Recipes

Mushroom, broccoli & cheese casserole

Freezer meal número dos! And the good thing about this one is it’s even easier than the last one! I love mushrooms, almost as much as my loyal 14 year old dog companion who decided to eat one over the weekend and then had to get rushed to the emergency vet. No worries, dog is good, mushroom wasn’t toxic and maybe he’ll be a little less daring and not eat random things out of the mulch anymore, although I won’t hold my breath on that one.

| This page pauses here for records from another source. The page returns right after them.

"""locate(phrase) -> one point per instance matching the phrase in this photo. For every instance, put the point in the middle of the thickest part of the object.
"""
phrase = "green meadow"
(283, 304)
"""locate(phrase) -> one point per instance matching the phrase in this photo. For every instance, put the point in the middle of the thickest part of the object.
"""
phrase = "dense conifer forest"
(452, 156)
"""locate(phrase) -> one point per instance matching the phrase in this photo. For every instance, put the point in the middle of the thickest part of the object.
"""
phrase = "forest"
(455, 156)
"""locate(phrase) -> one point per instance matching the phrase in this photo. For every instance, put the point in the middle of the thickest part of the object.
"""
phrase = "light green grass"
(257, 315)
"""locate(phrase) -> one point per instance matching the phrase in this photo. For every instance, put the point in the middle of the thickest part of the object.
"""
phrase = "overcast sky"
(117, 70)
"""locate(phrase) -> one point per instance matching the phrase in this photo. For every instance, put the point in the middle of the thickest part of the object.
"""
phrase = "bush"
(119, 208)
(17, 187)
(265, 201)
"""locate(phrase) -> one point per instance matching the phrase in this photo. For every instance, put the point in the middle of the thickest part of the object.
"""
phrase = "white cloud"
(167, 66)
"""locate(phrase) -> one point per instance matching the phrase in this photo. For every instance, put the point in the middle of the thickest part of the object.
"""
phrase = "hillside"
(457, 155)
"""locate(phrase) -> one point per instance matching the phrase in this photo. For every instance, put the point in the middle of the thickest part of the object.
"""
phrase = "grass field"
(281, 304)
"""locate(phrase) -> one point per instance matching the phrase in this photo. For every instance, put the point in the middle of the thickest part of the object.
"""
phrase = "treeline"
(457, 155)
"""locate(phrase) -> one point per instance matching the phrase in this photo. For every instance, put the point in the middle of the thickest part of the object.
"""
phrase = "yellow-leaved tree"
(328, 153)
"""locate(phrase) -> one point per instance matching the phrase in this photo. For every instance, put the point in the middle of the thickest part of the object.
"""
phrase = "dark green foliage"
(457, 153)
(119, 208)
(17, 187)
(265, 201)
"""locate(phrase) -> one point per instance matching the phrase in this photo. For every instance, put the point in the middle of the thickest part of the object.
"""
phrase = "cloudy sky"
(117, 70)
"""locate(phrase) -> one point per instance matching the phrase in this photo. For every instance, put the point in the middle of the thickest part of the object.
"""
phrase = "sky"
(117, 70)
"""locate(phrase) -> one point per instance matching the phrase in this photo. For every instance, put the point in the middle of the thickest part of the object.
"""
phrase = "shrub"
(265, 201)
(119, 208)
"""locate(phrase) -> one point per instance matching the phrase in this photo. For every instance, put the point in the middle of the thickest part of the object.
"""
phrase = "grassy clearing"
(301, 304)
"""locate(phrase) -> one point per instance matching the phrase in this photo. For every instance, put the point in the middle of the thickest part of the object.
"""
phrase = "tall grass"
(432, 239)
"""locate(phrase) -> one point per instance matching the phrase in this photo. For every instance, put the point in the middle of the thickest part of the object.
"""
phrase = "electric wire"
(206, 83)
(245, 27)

When I was deciding on what freezer meals I wanted to create for the soon to be madre I wanted to make sure I included a protein, and since I don’t eat meat I picked the protein I usually eat, mushrooms! So when I asked her if they also liked mushrooms and she said yes I was psyched, although since I was cooking for them I’m pretty sure she would have just say yes if I asked her if they liked anything!

This casserole only requires five ingredients and it’s very very simple to put together, and if you don’t like mushrooms you can leave that ingredient out and swap out the soup for cream of celery.

Ingredients

  • 1 can cream of mushroom soup
  • 8 oz bag of cheddar jack cheese
  • 2 cups rice
  • 8 oz package of mushrooms
  • 1 head broccoli (or frozen florets)

Directions

  1. Boil 4 cups water, once boiled add 2 cups of rice, cover and simmer for 20 minutes
  2. If you’re using fresh broccoli, cut off the end and chop up the broccoli florets, steam them for about 5 – 7 minutes, if you have a frozen bag of broccoli follow the directions on the bag to steam them
  3. Clean and dice your mushrooms, add some olive oil to a saute pan and cook for 7 minutes while you’re broccoli steams
  4. Once everything is cooked dump it all into a dish, add the mushroom soup and cheese and stir together
  5. This meal can either be cooked for 25 minutes in a 350* oven or placed in the freezer and cooked later for about an hour!